In Zahlen sind das 3 – 1 – 4 – 1 – 5 – 9 – 2 – 6 Minuten.
Die Koordinationsleistung aufzubringen, um mich mit dem Springseil aufzuwärmen, schien mir illusorisch, ich entschied mich für das traditionell-langweilige Warmlaufen. Macht “man” heutzutage nicht mehr, ich weiß. Gestern war mir das wurscht. Öde, monotone Fortbewegung war das Äußerste was ich mir abverlangen konnte.

Am Anfang.

Zweihundert Meter später: “Hallo linkes Bein. Schön, dass du da bist!”

Fünfzig weitere Meter: “Hey, rechtes Bein, auch dabei? Klasse!”

Der erste halbe Kilometer ließ mich glauben, ich könnte tatsächlich mit dem Träning beginnen. Drei Minuten schnell. Und ich muss ja nicht alle acht Stellen “machen”. Vielleicht nur die vier ersten? Oder nur, bis die kurze fünfkommaknapp Kilometer lange Runde vorbei ist?

Also los, drei Minuten….

GO!

Erste Minute: …puh ist das zäh…

Zweite Minute: …geht besser als gedacht…

Zweieinhalb Minuten: …huch, das Tempo ist nicht übel, deutlich unter vier Minuten je Kilometer…strengt an…und später dräut der lange Teil mit neun Minuten…naja, erstmal drei Min zu Ende bringen…

Drei Minuten: …sehr schön, erstmal locker…endlich…als nächstes zum Glück nur eine Minute, das geht schnell vorüber…
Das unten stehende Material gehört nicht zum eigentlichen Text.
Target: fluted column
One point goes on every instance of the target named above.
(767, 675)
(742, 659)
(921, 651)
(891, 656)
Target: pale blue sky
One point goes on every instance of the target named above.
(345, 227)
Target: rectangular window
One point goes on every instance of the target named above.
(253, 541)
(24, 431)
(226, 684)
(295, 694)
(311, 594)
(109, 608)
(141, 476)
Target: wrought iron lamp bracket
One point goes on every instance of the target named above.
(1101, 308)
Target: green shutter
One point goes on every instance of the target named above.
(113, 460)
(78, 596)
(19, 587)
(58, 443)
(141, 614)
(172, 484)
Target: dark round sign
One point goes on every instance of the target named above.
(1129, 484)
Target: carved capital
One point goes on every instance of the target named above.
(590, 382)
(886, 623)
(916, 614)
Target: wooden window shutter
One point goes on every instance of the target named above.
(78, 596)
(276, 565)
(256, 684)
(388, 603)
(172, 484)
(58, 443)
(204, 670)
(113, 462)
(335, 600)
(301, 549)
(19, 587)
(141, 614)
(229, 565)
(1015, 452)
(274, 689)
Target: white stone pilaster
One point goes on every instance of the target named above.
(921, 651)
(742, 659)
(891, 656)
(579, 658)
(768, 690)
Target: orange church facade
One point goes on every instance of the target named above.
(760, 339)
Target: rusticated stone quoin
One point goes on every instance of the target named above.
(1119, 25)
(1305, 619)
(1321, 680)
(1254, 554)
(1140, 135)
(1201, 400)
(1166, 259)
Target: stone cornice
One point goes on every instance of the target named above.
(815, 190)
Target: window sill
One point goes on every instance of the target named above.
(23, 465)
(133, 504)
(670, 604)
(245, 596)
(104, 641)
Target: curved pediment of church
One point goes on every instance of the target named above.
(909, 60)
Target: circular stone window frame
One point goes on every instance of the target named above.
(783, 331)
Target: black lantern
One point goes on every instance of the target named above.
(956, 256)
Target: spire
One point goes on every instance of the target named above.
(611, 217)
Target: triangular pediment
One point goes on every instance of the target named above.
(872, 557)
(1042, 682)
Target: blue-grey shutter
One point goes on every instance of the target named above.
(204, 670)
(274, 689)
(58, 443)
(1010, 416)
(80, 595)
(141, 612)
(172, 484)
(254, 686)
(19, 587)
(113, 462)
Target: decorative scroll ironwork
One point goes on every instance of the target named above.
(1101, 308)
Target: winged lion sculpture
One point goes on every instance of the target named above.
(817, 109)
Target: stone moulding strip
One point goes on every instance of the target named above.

Um es kurz zu machen: ich bin die Einheit komplett gelaufen. Zur Halbzeit gesellte sich freundlicherweise mein Kreislauf dazu, während gegen Ende der Magen die sportliche Runde mit Defätismus erheiterte.
Mitten in der neunminütigen Tempoeinheit musste ich mir anhören, er sei leer. Weiß ich doch! Beine, stets offen für Anregungen, nahmen das sogleich zum Anlass, ihre Kraftlosigkeit zum Ausdruck zu bringen. Auch das war mir nicht neu, der Informationsgehalt gleich Null.
“Ja und?” rief ich meinem Leibe lächelnd zu, “Ist das etwa ein Grund, auf Tempo zu verzichten? Wir laufen, so schnell wir können!”
Genau das tat ich dann auch. So schnell ich konnte – in Anbetracht der Umstände zolle ich mir ein dickes Lob, dass die schnellen Phasen alle deutlich unter 4:30 lagen.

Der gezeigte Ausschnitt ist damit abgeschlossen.